Une première version a été discutée au cours d’une réunion rassemblant des professionnels de santé, des associations réalisant des actions de réduction des risques, des représentants d’usagers et des élus locaux. Le texte issu de cette concertation a ensuite été soumis à l’ensemble des ministères (Santé, Intérieur, Justice, Défense) et la version finale adressée au Conseil d’Etat. Les promoteurs des programmes de réduction des risques doivent s’y référer dans la définition de leurs actions. Il est opposable quand il y a conflit quant à l’interprétation des activités menées auprès des usagers, en particulier pour toutes celles qui sont menées dans l’espace public. D’où l’absence de formules vagues sur les questions controversées ; celle sur l’interdiction des méthodes actuelles de testing notamment qui soulève des critiques de certains acteurs du secteur festif. En l’état actuel des techniques, l’information donnée aux consommateurs n’a aucune valeur préventive puisqu’elle ne comporte aucune information sur les produits potentiellement dangereux autres que le MDMA contenus dans les produits. Elle ne renseigne pas non plus sur la dose de MDMA contenue dans un comprimé. A ce titre, cette technique n’a donc pas d’intérêt préventif malgré la valeur attractive du testing mise en avant par les acteurs de terrain qui devront utiliser d’autres stratégies pour entrer en contact avec les consommateurs. D’ailleurs aujourd’hui la pratique sur site des techniques de test par coloration a été abandonnée dans tous les pays qui l’admettaient. Un autre point critique concerne le contenu de l’information et les formes de la communication qui ne doivent pas donner prise à l’incrimination d’incitation à l’usage réprimée par la législation actuelle ; pour cela, contenus et formes doivent être clairement orientés par l’objectif de prévention des risques pour la santé à l’exclusion de toute information visant à optimiser les sensations attendues de la consommation.
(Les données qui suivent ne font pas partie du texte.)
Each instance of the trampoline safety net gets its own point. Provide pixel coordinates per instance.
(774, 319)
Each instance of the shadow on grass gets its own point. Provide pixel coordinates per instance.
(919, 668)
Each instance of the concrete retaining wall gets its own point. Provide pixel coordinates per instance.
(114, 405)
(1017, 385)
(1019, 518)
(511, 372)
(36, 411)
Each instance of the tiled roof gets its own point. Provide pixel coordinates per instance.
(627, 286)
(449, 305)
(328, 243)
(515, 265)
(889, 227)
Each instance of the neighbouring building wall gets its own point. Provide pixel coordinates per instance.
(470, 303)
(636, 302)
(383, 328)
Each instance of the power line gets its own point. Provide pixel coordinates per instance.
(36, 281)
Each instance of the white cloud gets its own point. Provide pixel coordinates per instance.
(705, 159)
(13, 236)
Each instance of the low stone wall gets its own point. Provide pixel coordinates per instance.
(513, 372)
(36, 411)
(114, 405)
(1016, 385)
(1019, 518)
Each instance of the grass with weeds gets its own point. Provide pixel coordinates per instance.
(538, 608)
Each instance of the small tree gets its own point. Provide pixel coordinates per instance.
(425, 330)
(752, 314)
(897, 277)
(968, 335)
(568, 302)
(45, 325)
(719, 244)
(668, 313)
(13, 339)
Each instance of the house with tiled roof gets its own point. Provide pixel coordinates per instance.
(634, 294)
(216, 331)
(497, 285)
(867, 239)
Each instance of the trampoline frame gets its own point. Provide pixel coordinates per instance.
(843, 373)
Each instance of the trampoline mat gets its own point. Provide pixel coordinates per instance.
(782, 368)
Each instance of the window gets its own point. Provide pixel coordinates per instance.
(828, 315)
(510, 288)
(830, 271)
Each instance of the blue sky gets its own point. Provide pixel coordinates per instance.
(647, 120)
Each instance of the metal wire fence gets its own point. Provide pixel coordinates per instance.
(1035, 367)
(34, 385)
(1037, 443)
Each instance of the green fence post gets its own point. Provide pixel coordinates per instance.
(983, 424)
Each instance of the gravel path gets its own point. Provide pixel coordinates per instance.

Les actions de réduction des risques évoluent avec les usages, les produits en circulation, les contextes de consommation. Le texte correspond à la situation actuelle, son article final permet l’expérimentation d’approches nouvelles adaptées à ces évolutions futures.
Classiquement, la réduction des risques marche sur une ligne de crête où se rencontrent la santé publique et l’application de la loi dans un objectif d’intérêt général au sein duquel s’inscrit la santé des usagers de drogue. C’est un exercice difficile auquel le référentiel vient apporter un appui.